Kavanaugh denies high school assault allegation

President Trump’s Supreme Court nominee Brett Kavanaugh on Friday strongly denied newly-surfaced allegations from a woman who, according to the New Yorker, is claiming he “attempted to force himself on her” during a party when they were both in high school in the early 1980s.

“I categorically and unequivocally deny this allegation,” Kavanaugh said in a statement released by the White House Friday. “I did not do this back in high school or at any time.”

The New Yorker on Friday reported details of the allegations made by the woman, who has declined to reveal her identity, that are contained in a letter that the magazine said was given to the top Democrat on the Senate Judiciary Committee, Sen. Dianne Feinstein.

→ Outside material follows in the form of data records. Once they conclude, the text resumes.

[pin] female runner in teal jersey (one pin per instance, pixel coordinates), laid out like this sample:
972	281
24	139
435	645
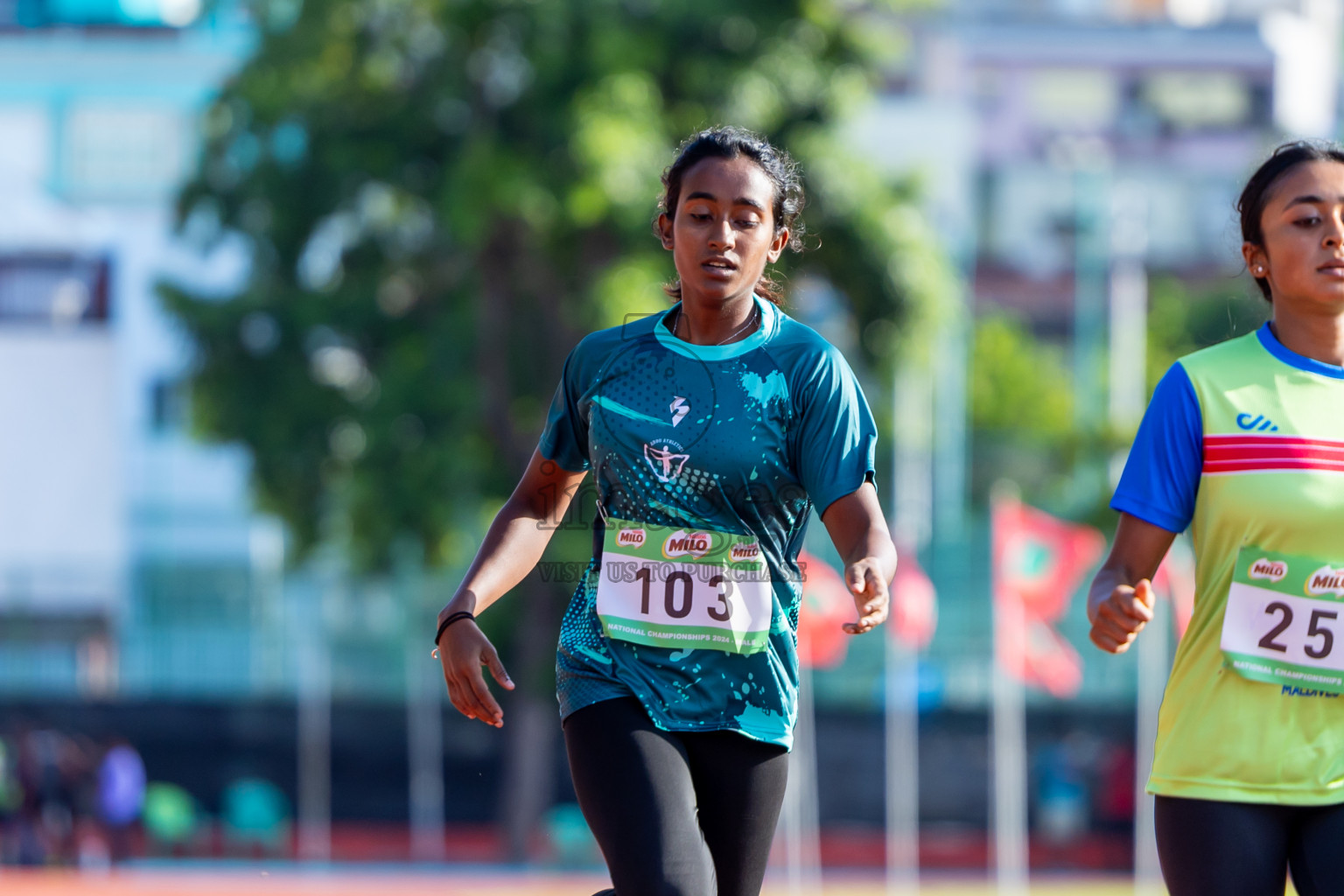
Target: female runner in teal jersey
712	430
1245	444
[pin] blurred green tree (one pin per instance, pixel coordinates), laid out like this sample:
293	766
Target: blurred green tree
440	196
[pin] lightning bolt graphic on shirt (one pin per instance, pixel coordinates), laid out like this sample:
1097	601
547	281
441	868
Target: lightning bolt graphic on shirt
679	409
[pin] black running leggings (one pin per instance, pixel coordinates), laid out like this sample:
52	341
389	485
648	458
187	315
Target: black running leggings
1211	848
675	813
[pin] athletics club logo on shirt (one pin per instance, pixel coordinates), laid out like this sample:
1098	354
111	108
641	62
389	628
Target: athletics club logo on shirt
663	459
683	543
679	409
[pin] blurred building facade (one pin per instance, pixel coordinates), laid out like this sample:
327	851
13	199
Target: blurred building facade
105	501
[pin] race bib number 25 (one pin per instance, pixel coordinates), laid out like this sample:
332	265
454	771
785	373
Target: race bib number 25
684	589
1284	620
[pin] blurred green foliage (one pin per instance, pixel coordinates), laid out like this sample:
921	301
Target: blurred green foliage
1188	316
1022	394
440	196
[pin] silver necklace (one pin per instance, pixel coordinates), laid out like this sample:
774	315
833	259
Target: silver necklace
756	315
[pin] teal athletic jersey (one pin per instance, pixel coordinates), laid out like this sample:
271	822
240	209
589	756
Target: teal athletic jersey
744	438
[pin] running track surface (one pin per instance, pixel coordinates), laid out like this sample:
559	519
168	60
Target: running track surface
361	883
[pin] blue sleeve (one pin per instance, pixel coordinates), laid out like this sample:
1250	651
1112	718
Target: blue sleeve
1161	474
564	438
836	434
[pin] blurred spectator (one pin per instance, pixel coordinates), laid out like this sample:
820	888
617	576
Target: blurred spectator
256	817
171	818
122	795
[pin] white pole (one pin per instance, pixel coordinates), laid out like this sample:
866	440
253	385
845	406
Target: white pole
1153	657
1010	758
902	720
912	527
425	750
315	734
802	822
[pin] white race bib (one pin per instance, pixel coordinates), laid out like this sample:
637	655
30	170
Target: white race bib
1284	624
684	589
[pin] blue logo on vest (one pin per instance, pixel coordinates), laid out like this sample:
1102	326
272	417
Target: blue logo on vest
1258	424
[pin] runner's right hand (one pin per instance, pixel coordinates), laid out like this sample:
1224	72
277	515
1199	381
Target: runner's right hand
463	650
1118	620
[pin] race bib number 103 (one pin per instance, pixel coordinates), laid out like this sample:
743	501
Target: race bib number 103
684	589
1283	621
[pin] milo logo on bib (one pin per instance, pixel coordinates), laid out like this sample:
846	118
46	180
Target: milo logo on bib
683	543
745	552
629	537
1283	620
1326	580
683	589
1266	569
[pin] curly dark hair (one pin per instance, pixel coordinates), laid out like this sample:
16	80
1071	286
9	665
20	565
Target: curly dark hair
730	143
1283	160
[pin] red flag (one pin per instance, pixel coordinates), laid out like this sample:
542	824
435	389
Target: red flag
1038	564
914	602
825	606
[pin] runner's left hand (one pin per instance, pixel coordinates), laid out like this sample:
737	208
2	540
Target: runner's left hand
870	595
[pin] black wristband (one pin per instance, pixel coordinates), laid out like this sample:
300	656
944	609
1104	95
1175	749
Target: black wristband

According to the New Yorker, the woman claims that “during the party, Kavanaugh held her down and that attempted to force himself on her.”

The magazine reported the allegation in the letter was “that Kavanaugh and a classmate of his, both of whom had been drinking, turned up music that was playing in the room to conceal the sound of her protests, and that Kavanaugh covered her mouth with his hand.”

The account said, “she was able to free herself.”

The existence of the letter was first reported by the online news outlet, The Intercept, on Wednesday. The New York Times reported Thursday that the letter was regarding “possible sexual misconduct” from when Kavanaugh was in high school.

ABC News has not confirmed details of the letter’s contents or seen the letter.

On Thursday, Feinstein said she had received “information” regarding Kavanaugh and has passed it on to the FBI.

“I have received information from an individual concerning the nomination of Brett Kavanaugh to the Supreme Court. That individual strongly requested confidentiality, declined to come forward or press the matter further, and I have honored that decision. I have, however, referred the matter to federal investigative authorities,” Feinstein said in a statement Thursday.

According to a source cited by the New Yorker, Feinstein learned of the alleged incident in July and while her staff mentioned it to other Democratic lawmakers, they did not share the letter with them. The allegation was not raised at any time during the judge’s confirmation hearings.

The FBI confirmed it had received the letter but indicated it was not immediately pursuing the allegations.

ABC News has reached out to Debra Katz, a lawyer identified by Buzzfeed as counsel to the woman who has come forward with the allegation but received no response.

Senate Republicans on Friday released a letter from 65 women who knew Kavanaugh during his high school years vouching for his character.

“We are women who have known Brett Kavanaugh for more than 35 years and knew him while he attended high school between 1979 and 1983. For the entire time we have known Brett Kavanaugh, he has behaved honorably and treated women with respect,” the women said in the letter sent Friday to Senate Judiciary leaders.